I've got the latest SQL 2012 standard edition:
Microsoft SQL Server 2012 (SP3-CU3) (KB3152635) - 11.0.6537.0 (X64) Apr 28 2016 17:57:34 Copyright (c) Microsoft Corporation Standard Edition (64-bit) on Windows NT 6.1 (Build 7601: Service Pack 1) (Hypervisor)

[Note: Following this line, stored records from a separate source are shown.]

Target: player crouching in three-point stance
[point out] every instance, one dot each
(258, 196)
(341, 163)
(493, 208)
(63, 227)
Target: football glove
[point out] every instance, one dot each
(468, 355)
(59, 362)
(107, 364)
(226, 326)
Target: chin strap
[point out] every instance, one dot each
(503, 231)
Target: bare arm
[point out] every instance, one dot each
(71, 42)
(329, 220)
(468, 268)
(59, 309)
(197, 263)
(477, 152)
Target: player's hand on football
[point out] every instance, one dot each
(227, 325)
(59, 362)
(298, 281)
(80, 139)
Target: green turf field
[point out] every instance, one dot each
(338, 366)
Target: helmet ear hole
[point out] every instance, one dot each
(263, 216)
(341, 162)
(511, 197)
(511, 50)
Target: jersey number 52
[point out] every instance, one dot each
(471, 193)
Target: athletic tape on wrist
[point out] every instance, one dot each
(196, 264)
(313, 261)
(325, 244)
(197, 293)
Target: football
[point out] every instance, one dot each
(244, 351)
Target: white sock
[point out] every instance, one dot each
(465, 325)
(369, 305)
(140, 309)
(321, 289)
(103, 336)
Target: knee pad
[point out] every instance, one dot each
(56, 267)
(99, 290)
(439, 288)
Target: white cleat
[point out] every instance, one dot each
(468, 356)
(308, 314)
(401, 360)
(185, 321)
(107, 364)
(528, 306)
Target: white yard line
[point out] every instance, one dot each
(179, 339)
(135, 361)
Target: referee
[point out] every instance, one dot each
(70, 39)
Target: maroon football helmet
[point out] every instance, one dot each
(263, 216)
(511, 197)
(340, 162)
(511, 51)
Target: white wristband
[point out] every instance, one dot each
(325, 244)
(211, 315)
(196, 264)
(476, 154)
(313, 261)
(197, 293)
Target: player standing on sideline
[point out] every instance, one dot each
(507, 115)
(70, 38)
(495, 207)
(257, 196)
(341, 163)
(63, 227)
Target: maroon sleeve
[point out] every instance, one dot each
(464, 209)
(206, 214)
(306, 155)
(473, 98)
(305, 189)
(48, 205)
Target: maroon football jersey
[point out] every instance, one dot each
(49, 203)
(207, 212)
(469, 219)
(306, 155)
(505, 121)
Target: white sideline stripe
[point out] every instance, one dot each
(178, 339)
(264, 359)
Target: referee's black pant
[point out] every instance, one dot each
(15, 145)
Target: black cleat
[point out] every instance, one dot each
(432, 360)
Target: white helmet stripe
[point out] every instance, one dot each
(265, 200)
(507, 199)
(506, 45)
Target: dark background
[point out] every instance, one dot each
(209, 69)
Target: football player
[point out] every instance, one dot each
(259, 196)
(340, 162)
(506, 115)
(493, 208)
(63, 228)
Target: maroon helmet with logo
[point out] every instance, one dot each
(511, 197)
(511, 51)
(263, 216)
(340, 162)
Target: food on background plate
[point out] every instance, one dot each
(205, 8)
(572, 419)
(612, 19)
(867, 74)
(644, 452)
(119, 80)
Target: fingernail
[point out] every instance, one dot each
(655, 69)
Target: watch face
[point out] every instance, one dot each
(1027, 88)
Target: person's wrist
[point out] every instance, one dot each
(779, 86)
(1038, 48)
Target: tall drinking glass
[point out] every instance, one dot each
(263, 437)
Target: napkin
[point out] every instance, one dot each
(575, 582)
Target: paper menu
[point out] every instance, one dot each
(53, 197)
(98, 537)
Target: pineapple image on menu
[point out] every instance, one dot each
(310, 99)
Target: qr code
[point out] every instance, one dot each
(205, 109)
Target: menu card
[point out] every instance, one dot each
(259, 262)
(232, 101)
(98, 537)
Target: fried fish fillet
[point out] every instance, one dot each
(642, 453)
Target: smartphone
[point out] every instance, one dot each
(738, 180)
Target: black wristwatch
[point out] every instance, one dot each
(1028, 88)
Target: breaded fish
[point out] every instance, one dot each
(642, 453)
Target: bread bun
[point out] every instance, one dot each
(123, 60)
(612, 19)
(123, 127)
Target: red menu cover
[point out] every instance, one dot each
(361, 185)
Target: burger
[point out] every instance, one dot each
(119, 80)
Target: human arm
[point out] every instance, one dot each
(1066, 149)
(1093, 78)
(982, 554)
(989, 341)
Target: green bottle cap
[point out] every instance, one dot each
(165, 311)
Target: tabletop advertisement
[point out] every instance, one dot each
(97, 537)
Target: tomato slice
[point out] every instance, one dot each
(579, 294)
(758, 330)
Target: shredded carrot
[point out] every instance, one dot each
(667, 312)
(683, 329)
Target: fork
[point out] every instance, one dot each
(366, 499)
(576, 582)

On a simple count based on 2 variables (month and year) of the number of users per customer where the application is a specific one the row estimate is 10x the actual result. I've freed up the cache, rebuilt indexes, made sure it's doing a index seek and tried recompiling the plan. If I input the predicates by hand, I get the expected result and plan, but if I use dateadd I get a blown version and since I have multiple counts in a view using CTE's I am looking to find a way around the massive over estimate of rows which I believe dateadd is causing.
SELECT
[Customer],
[Month],
[Year],
COUNT([Username]) AS 'RDS'
FROM [MS_CitrixUsers]
WHERE [Application] = 'RDS'
AND [Month] = DATENAME(month, dateadd(month, -1,GETDATE()))
AND [YEAR] = DATENAME(year, dateadd(month, -1,GETDATE()))
GROUP BY [MS_CitrixUsers].[Customer],
[MS_CitrixUsers].[Month],
[MS_CitrixUsers].[Year]
The count triggers a stream aggregate after the sort which contains the inflated row count.
What my view looks like:
WITH RDS1
AS
(
SELECT
[Customer],
COUNT([Username]) AS 'RDS1'
FROM [MS_CitrixUsers]
WHERE [Application] = 'RDS'
AND [Month] = @month
AND [YEAR] = @year
GROUP BY [MS_CitrixUsers].[Customer],
[MS_CitrixUsers].[Month],
[MS_CitrixUsers].[Year]
),
RDS2
AS
(
SELECT
[Customer],
[Month],
[Year],
COUNT([Username]) AS 'RDS2'
FROM [MS_CitrixUsers]
WHERE [Application] = 'RDS'
AND [Month] = @monthbefore
AND [YEAR] = @year2
GROUP BY [MS_CitrixUsers].[Customer],
[MS_CitrixUsers].[Month],
[MS_CitrixUsers].[Year]
),
...
SELECT c.Customer,
CASE WHEN NOT EXISTS (SELECT [RDS1] FROM [RDS1] t1 WHERE t1.Customer = c.Customer)
AND EXISTS (SELECT [RDS2] FROM [RDS2] t2 WHERE t2.Customer = c.Customer) THEN '99999' ELSE ([RDS1] - Coalesce([RDS2], 0)) END AS 'RDS',
CASE WHEN NOT EXISTS (SELECT [CitrixUsage1] FROM [CitrixUsage] t1 WHERE t1.Customer = c.Customer)
AND EXISTS (SELECT [CitrixUsage2] FROM [CitrixUsage2] t2 WHERE t2.Customer = c.Customer) THEN '99999' ELSE ([CitrixUsage1] - Coalesce([CitrixUsage2], 0)) END AS 'Citrix Usage',
The intended resulting view I get is a difference between 2 months of data:
[Customer] [application1] ... [applicationN]
Customer1 -1 3
We have quite a few apps, so as you can imagine it takes quite a while to return results, so I'm seeing if optimising the estimates would help.
Workaround: I found that on another answer on here, that using a temp table, sticking my variables in there, and joining my table(s) on that avoids the stream aggregate, and uses a hash match instead which estimates the correct number of rows.